Designing effective policies for the online 3D bin packing problem (3D-BPP) has been a long-standing challenge, primarily due to the unpredictable nature of incoming box sequences and stringent physical constraints. While current deep reinforcement learning (DRL) methods for online 3D-BPP have shown promising results in optimizing average performance over an underlying box sequence distribution, they often fail in real-world settings where some worst-case scenarios can materialize. Standard robust DRL algorithms tend to overly prioritize optimizing the worst-case performance at the expense of performance under normal problem instance distribution. To address these issues, we first introduce a permutation-based attacker to investigate the practical robustness of both DRL-based and heuristic methods proposed for solving online 3D-BPP. Then, we propose an adjustable robust reinforcement learning (AR2L) framework that allows efficient adjustment of robustness weights to achieve the desired balance of the policy's performance in average and worst-case environments. Specifically, we formulate the objective function as a weighted sum of expected and worst-case returns, and derive the lower performance bound by relating to the return under a mixture dynamics. To realize this lower bound, we adopt an iterative procedure that searches for the associated mixture dynamics and improves the corresponding policy. We integrate this procedure into two popular robust adversarial algorithms to develop the exact and approximate AR2L algorithms. Experiments demonstrate that AR2L is versatile in the sense that it improves policy robustness while maintaining an acceptable level of performance for the nominal case.
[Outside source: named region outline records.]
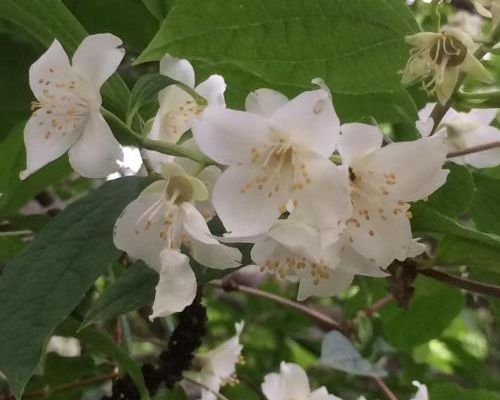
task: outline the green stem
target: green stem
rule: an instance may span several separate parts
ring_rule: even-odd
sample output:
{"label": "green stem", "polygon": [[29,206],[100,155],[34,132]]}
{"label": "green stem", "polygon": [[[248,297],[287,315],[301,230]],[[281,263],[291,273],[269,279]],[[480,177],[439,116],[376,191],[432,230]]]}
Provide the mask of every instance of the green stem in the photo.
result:
{"label": "green stem", "polygon": [[119,141],[123,144],[130,144],[171,156],[189,158],[205,166],[213,164],[212,160],[196,149],[190,149],[186,146],[167,143],[161,140],[152,140],[140,136],[111,111],[101,108],[101,113],[109,123],[113,132],[117,135]]}

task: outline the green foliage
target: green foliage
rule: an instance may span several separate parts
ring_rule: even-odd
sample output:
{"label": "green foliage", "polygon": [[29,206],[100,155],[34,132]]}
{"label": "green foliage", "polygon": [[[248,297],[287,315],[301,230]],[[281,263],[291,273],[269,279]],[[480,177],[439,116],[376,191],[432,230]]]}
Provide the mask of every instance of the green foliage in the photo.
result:
{"label": "green foliage", "polygon": [[320,365],[351,375],[384,377],[387,372],[378,365],[364,359],[359,351],[340,332],[330,332],[321,345]]}
{"label": "green foliage", "polygon": [[92,304],[82,327],[96,321],[106,321],[129,311],[153,304],[158,273],[144,263],[137,262],[109,285]]}
{"label": "green foliage", "polygon": [[73,203],[3,270],[0,369],[16,396],[36,368],[45,339],[118,256],[114,223],[146,183],[123,178]]}
{"label": "green foliage", "polygon": [[381,310],[384,337],[395,348],[410,351],[439,336],[463,307],[458,289],[420,276],[408,310],[394,302]]}
{"label": "green foliage", "polygon": [[415,106],[398,71],[408,54],[403,37],[416,30],[402,2],[188,0],[168,14],[137,62],[166,52],[188,58],[222,74],[229,98],[242,85],[247,93],[268,86],[296,94],[321,77],[341,116],[403,121],[415,117]]}

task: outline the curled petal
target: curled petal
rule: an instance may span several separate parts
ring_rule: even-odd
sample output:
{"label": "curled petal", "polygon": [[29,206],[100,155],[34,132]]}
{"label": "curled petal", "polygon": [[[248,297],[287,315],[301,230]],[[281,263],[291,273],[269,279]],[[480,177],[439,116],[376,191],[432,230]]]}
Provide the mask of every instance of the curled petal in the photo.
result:
{"label": "curled petal", "polygon": [[160,254],[160,280],[156,286],[151,320],[184,310],[196,296],[196,276],[189,258],[179,251],[165,249]]}

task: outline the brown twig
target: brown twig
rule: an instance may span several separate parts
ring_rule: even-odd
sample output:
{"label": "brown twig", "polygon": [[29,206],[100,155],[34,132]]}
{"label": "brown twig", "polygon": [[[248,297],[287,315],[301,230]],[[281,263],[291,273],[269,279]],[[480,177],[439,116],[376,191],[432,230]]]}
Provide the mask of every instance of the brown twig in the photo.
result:
{"label": "brown twig", "polygon": [[469,147],[463,150],[451,151],[447,154],[447,158],[453,158],[458,156],[464,156],[466,154],[479,153],[480,151],[490,150],[500,147],[500,141],[481,144],[479,146]]}
{"label": "brown twig", "polygon": [[388,294],[384,297],[382,297],[381,299],[377,300],[375,303],[369,305],[368,307],[366,307],[363,312],[366,314],[366,316],[368,317],[371,317],[372,315],[374,315],[375,313],[378,312],[378,310],[380,310],[382,307],[384,307],[385,305],[389,304],[391,301],[394,300],[394,296],[392,294]]}
{"label": "brown twig", "polygon": [[[65,383],[64,385],[56,386],[53,389],[42,389],[33,390],[32,392],[26,392],[23,394],[23,398],[34,398],[34,397],[46,397],[55,392],[62,392],[65,390],[71,390],[82,386],[92,385],[93,383],[105,382],[115,379],[119,376],[118,372],[112,372],[106,375],[98,375],[92,378],[82,379],[75,382]],[[7,395],[7,397],[0,397],[1,400],[11,400],[15,399],[12,395]]]}
{"label": "brown twig", "polygon": [[284,297],[275,295],[273,293],[266,292],[264,290],[260,290],[257,288],[253,288],[250,286],[240,285],[231,281],[228,282],[211,282],[211,286],[216,287],[218,289],[225,290],[226,292],[238,291],[242,293],[251,294],[252,296],[260,297],[263,299],[271,300],[277,304],[281,304],[295,310],[302,312],[307,315],[309,318],[321,323],[322,325],[328,327],[329,329],[340,331],[345,333],[346,329],[333,318],[329,317],[322,312],[315,310],[311,307],[305,306],[304,304],[300,304],[296,301],[285,299]]}
{"label": "brown twig", "polygon": [[387,400],[398,400],[396,395],[392,392],[391,389],[389,389],[389,386],[387,386],[382,379],[377,378],[375,376],[372,377],[371,379],[373,380],[373,382],[377,384],[382,393],[384,393],[384,396]]}
{"label": "brown twig", "polygon": [[465,289],[469,292],[500,298],[500,286],[472,281],[470,279],[448,274],[433,268],[419,269],[418,272],[422,275],[428,276],[429,278],[448,283],[449,285]]}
翻译：设计面向在线三维装箱问题（3D-BPP）的有效策略长期面临挑战，主要源于待装箱子序列的不可预测性及严格的物理约束。尽管当前用于在线3D-BPP的深度强化学习（DRL）方法在优化基于潜在箱子序列分布的平均性能方面展现出积极效果，但在真实场景中遭遇极端情况时往往失效。标准鲁棒DRL算法倾向于过度优先优化最差情形性能，却牺牲了正常问题实例分布下的性能表现。为解决这些问题，我们首先引入基于排列的攻击者来探究当前面向在线3D-BPP的DRL方法及启发式方法的实际鲁棒性。随后提出可调鲁棒强化学习（AR2L）框架，该框架能够高效调整鲁棒权重，在策略平均性能与最差环境性能之间实现所需平衡。具体而言，我们构建以期望回报与最差情形回报加权和为目标函数的目标函数，并通过关联混合动力学下的回报推导出性能下界。为实现该下界，我们采用迭代流程搜索对应的混合动力学并改进相应策略。我们将该流程集成到两种主流鲁棒对抗算法中，开发出精确与近似AR2L算法。实验表明，AR2L在提升策略鲁棒性的同时，能保持标称情形下可接受的性能水平，具备显著的通用性。